I say I try to remind myself of these things, because in fact, I'm terrible at it. Because my problem is unique and special, dammit! This is the first time that I've ever had this problem, so it stands to reason that it's the first time anyone has ever had this problem, and it's probably the worst problem ever to face a human being.

I encounter this from the other side, too. One person makes a mistake with a submission at SH and I roll my eyes and get a little annoyed, especially if it's a mistake we explicitly discuss in our guidelines. Two people in a row do it, and I start to get mad. When three people in a row make a similar mistake, then friends, I may think it's a movement I start letting my frustration show in my response to the third person--even though their mistake was no worse than the first one. They don't know that they're the third person in a row to do this; I shouldn't be treating them as though they've just made the same mistake three times in a row. But I do. But I try to prevent myself from doing this.
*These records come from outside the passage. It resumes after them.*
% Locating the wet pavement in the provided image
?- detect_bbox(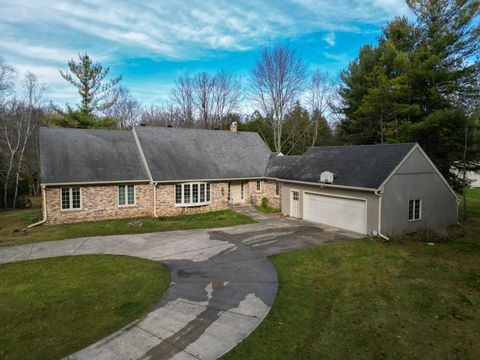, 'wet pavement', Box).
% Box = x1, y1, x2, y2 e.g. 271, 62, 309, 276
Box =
0, 209, 359, 360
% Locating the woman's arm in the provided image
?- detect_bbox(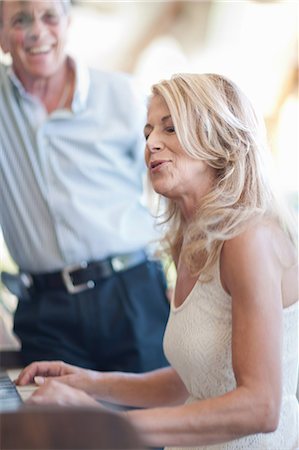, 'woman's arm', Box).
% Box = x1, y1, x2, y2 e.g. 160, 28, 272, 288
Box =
17, 361, 187, 408
18, 223, 282, 447
127, 226, 282, 446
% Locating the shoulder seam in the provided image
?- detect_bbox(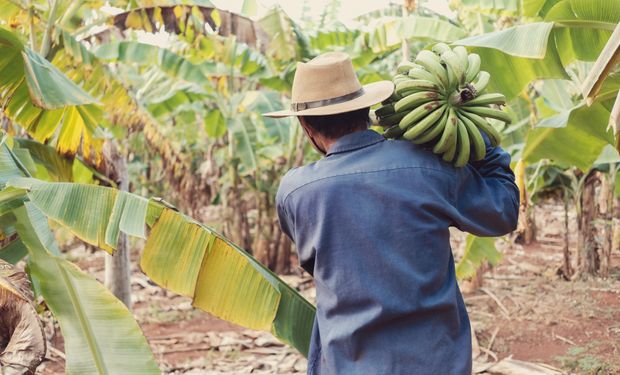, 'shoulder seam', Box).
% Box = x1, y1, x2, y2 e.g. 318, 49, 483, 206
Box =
282, 166, 451, 204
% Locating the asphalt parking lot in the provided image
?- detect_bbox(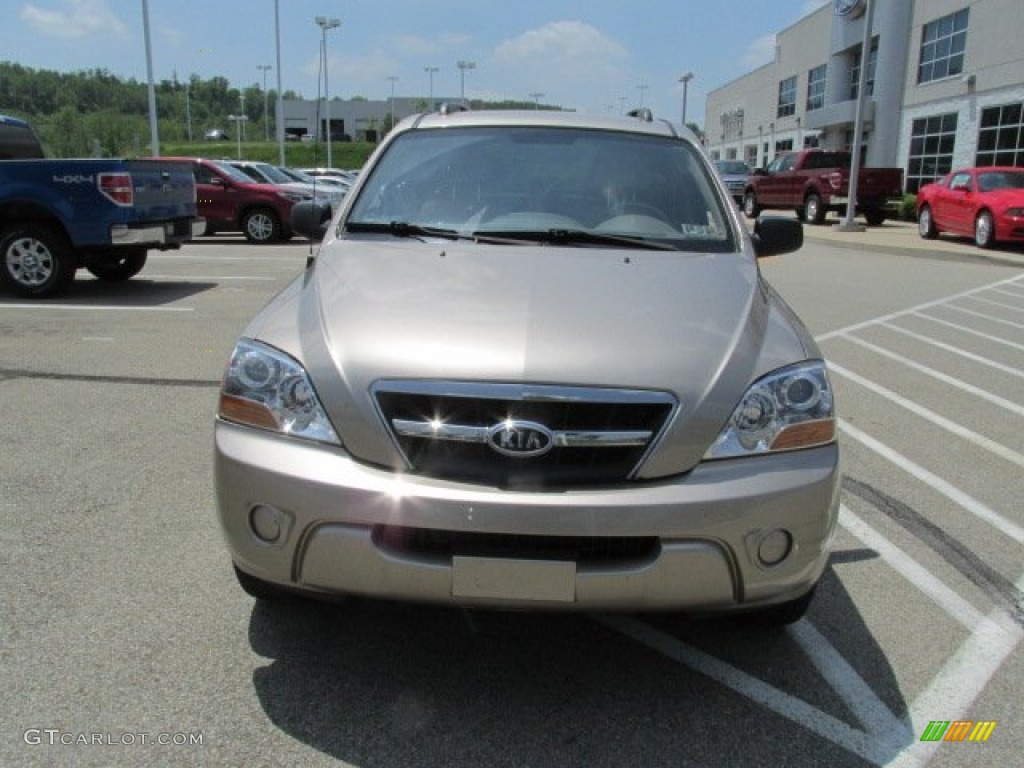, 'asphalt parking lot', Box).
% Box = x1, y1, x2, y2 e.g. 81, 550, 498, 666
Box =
0, 224, 1024, 768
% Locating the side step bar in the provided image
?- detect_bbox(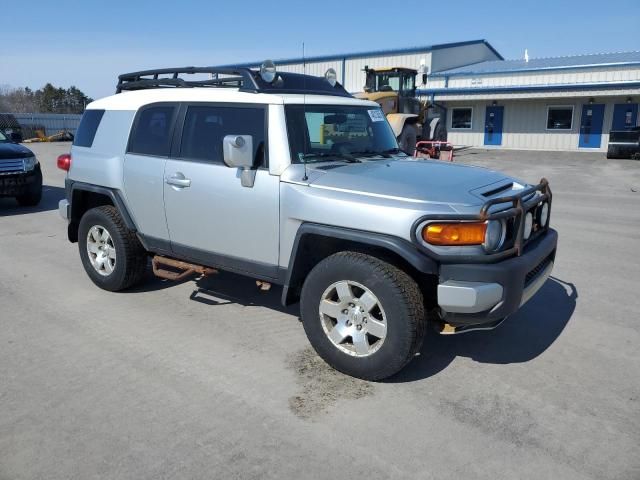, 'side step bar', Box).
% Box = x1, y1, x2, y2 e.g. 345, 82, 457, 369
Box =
151, 255, 218, 282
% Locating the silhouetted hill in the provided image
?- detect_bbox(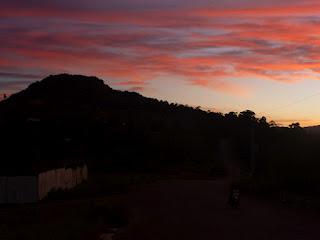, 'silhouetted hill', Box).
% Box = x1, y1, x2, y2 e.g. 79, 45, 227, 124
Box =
0, 74, 228, 173
304, 125, 320, 134
0, 74, 320, 193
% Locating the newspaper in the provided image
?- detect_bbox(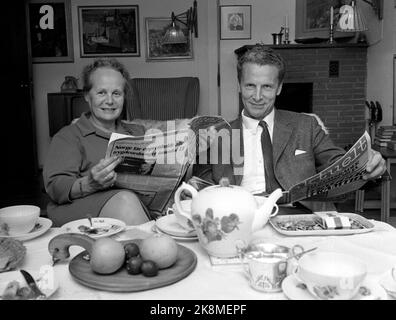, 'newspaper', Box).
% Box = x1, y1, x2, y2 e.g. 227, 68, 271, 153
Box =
106, 116, 229, 217
285, 131, 371, 203
188, 132, 389, 204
And I see similar kinds of situations play out in all sorts of other areas. For example, people like police dispatchers and tow-truck drivers and parking-ticket issuers presumably spend a lot of their time dealing with hostile and upset members of the public, most of whom believe their situations to be unique, and most of whom are saying much the same things as other people in the same situation. Whereas to the tow-truck drivers and police officers, it's all part of their daily job. I'm guessing that on encountering the tenth person that day who screams at you for doing for your job, it can be hard not to react as if that person has screamed at you ten times. And yet, it's also understandable, from another point of view, that the person who's screaming at you doesn't know--and probably doesn't care--that they're the tenth person who's done that today.

So I think that something all these situations (and many more) have in common is that it can be very easy, from either side, to lose track of (and/or to just not care about) the experience that the person on the other side is having.

One Response to “Disneyland questions”

  1. Vardibidian

    I have found that one of my valuable resources in my current job is the ability to say the same thing, in the same words, in the same tone, over and over. To stick to the script, basically.

    For the most frequently asked questions (to coin a phrase) it can take me months or years to find the best form of words to phrase the answer, but once I have something that seems to work, I try to repeat it exactly to every person. In particular, directions inside the building—it turns out that many more people get where they are headed if I begin with “on this floor” than if I put that information later in the directions. Policies, too, have yielded over time a particular phrasing (and intonation) that seems to work, and once I settle on it, I don’t improvise. This is surprisingly difficult for many people who work the desk.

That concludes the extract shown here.